Steve Kuncewicz, partner and cyber-liability expert at BLM Law, says that although there is no legal obligation under the Data Protection Act to notify the ICO of a data breach, “this breach did fall well within the Commissioner’s criteria for the type of breach that ought to be notified to them simply because of the huge numbers of people affected.” As a result, he says, it is “unsurprising that the ICO has since stated that Uber should have notified them post-breach.”
Others are unsure whether Uber has actually breached the law: Rather, it is simply guilty of bad practice. Andrew Hartshorn, partner in the information law team at law firm Shakespeare Martineau, points out that while it has been widely acknowledged that Uber was subject to a hack, as of yet the company has not been accused of being in breach of current data protection legislation.
“Even organisations with the most stringent data security protection can be the subject of a cyber-attack and, reputationally at least, they are likely to be judged on the way they manage the situation,” he says.
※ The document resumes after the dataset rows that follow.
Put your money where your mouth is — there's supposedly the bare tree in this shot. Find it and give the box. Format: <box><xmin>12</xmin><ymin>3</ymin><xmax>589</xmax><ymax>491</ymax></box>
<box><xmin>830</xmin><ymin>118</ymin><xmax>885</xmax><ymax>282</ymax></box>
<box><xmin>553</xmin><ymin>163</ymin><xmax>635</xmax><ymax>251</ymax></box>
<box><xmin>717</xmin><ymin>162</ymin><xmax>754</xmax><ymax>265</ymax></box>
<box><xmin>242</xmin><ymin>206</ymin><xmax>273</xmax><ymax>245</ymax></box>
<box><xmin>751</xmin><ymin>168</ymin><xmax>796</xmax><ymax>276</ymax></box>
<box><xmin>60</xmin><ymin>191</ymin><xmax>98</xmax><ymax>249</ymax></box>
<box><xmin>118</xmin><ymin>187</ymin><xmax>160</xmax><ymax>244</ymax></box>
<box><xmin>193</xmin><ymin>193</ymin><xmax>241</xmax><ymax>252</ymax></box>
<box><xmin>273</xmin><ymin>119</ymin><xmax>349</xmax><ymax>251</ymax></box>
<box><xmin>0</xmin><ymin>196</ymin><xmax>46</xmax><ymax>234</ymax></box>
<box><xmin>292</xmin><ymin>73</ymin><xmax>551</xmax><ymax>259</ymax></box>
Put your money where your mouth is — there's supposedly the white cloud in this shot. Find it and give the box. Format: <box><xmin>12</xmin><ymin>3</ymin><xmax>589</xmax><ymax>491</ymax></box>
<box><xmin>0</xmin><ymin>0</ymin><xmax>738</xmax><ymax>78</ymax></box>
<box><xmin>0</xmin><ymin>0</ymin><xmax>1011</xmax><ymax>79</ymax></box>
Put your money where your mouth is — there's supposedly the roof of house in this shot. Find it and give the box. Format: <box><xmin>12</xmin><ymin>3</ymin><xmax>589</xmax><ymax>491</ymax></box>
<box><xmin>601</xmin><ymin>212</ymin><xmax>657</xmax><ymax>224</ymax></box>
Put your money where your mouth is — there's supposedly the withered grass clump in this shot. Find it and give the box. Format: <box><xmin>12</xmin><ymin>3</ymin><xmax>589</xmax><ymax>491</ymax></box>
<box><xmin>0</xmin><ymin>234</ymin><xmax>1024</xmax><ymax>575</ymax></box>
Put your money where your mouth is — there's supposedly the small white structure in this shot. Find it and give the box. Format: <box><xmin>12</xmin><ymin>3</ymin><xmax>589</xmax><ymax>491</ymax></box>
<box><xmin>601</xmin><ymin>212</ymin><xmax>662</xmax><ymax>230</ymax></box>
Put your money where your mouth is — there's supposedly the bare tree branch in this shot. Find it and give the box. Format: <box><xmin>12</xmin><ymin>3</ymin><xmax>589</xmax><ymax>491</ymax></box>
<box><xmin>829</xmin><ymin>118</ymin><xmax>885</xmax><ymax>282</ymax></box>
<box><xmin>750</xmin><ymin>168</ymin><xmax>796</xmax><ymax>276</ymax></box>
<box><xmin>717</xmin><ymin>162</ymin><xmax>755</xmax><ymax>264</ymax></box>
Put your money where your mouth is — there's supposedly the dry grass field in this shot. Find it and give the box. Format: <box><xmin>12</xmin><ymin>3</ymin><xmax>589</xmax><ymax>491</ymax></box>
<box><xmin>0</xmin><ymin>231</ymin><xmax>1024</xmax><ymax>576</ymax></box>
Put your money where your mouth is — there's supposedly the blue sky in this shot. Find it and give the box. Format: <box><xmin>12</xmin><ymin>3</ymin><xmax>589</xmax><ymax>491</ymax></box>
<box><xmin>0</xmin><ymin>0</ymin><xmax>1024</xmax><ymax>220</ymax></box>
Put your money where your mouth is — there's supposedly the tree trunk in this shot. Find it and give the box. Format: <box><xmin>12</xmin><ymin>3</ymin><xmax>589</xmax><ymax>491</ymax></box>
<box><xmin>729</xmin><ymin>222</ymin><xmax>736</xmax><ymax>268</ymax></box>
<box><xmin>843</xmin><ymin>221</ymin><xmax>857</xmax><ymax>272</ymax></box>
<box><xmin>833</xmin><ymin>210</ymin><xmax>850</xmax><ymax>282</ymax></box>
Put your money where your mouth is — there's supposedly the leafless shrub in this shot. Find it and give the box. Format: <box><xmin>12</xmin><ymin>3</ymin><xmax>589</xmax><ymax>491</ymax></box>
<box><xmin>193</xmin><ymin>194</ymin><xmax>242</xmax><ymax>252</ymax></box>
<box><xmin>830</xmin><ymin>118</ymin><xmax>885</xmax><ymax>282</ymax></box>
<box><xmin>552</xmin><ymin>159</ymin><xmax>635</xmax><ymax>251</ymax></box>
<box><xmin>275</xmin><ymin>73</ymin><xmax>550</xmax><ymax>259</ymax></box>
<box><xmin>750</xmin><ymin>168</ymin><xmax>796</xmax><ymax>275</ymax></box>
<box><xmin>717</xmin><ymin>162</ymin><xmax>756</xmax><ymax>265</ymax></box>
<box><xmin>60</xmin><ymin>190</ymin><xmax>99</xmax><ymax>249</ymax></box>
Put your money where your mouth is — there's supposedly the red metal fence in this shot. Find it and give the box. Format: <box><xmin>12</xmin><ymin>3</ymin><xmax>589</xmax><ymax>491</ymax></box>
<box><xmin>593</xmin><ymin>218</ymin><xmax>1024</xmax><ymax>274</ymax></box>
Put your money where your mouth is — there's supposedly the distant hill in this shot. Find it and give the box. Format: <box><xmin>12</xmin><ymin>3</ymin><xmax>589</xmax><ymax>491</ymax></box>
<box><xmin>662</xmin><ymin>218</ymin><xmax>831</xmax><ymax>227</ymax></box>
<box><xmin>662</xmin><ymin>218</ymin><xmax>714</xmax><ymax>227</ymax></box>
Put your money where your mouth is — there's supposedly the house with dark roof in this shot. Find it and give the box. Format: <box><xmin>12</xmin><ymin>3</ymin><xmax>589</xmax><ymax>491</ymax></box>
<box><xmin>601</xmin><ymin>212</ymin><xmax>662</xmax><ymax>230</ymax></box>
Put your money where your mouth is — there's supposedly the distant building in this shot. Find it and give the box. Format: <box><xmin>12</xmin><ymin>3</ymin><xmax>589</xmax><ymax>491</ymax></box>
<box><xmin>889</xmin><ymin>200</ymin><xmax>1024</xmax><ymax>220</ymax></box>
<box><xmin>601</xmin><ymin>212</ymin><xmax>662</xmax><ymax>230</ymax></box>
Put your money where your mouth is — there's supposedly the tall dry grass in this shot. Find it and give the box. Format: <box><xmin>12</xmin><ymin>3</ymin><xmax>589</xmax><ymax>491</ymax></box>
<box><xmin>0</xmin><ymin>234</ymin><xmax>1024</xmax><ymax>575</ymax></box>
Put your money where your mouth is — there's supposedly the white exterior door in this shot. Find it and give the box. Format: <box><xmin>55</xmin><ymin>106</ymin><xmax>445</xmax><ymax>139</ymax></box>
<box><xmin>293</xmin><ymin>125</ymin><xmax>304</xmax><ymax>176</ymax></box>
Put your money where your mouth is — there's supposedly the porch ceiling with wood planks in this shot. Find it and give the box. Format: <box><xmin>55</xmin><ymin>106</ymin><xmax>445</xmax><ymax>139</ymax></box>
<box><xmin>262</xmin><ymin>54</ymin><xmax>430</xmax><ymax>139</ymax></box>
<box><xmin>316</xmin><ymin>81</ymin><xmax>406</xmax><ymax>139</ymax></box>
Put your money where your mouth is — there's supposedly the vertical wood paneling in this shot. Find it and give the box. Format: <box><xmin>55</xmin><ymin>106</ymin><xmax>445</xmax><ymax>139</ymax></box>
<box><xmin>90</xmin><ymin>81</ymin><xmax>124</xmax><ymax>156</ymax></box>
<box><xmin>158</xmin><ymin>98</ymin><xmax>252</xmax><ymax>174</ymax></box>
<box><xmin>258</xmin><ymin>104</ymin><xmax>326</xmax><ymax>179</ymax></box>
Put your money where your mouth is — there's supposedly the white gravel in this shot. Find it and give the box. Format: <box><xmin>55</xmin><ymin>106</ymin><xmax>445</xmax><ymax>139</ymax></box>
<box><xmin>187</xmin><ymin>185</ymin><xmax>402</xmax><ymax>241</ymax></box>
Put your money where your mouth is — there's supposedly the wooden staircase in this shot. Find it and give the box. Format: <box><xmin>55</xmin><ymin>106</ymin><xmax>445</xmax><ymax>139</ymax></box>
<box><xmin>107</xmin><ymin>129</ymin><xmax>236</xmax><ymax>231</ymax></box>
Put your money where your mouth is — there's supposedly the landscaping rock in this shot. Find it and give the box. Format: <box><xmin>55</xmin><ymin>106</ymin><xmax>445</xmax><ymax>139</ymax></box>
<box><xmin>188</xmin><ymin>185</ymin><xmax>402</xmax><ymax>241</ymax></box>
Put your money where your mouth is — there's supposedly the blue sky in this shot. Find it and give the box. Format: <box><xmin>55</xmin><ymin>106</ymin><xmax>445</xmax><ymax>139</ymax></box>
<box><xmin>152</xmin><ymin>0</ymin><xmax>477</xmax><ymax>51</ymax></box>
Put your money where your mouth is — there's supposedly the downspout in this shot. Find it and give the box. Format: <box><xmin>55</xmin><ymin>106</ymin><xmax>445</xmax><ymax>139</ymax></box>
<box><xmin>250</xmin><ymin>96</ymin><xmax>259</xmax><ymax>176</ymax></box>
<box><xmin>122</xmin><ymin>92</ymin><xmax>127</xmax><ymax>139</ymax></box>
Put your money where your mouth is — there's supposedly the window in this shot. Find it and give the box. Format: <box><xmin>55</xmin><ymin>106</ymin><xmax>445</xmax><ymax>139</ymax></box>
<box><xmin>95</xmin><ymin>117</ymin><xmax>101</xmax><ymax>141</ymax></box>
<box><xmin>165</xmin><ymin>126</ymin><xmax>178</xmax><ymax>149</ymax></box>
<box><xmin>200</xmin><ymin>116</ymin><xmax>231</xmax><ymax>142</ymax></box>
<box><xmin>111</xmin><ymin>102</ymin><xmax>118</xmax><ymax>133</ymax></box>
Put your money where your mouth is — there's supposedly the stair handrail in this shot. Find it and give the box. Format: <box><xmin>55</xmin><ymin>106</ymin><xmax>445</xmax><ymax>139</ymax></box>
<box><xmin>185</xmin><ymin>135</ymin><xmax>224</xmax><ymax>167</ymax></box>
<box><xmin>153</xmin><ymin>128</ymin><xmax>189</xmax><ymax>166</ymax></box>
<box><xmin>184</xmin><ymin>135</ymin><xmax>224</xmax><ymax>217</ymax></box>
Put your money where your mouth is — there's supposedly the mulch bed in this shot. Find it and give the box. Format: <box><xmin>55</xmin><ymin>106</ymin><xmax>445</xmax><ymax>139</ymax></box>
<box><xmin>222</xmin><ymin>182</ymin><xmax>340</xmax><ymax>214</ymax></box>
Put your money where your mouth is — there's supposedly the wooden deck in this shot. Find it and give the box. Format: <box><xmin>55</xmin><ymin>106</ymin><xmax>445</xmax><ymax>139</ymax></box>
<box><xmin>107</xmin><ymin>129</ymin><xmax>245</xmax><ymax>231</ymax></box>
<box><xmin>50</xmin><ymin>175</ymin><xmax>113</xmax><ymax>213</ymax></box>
However, he concedes that Uber is unlikely to win any plaudits on that score given the length of time the company took to inform the ICO that private customer data had been compromised.
More widely, Hartshorn says that other countries could take regulatory action against Uber if there has been cross-border processing, and/or the breach concerns data subjects in other jurisdictions. “It's important to recognise that this was a global data breach and the consequences could extend beyond the United Kingdom. Uber is likely to be subject to regulatory action in every territory it operates in and where people have been impacted by the breach,” he says.
Already, information commissioners from across the European Union are investigating the breach as part of the Article 29 Cross-European Working Party, an EU-wide advisory body that provides guidance on data privacy matters. As Uber’s European headquarters is located in the Netherlands, the Dutch authorities are leading this investigation. This would also be the case under the GDPR when it comes into effect: any investigation—and any final decision—would be led by the data protection authority based in the country where the business has its European headquarters and other local and national supervising authorities would join in.
The presumption that Uber would face an eye-popping fine had this incident occurred following the introduction of the GDPR next year is also debatable. Kuncewicz says the size of any fine under the GDPR, which is regarded as having tougher sanctions than the current U.K. regime, “would depend on exactly what information was taken, how it was taken, and whether reasonable steps to protect users’ data had been taken beforehand, as well as the effect of the breach upon the interests and rights of those affected.”
Lawyers agree on one point, however: While data may not always be able to be protected from determined hackers, a company’s failure to notify authorities or the public about any hack it has uncovered is likely to meet with enforcement action in future.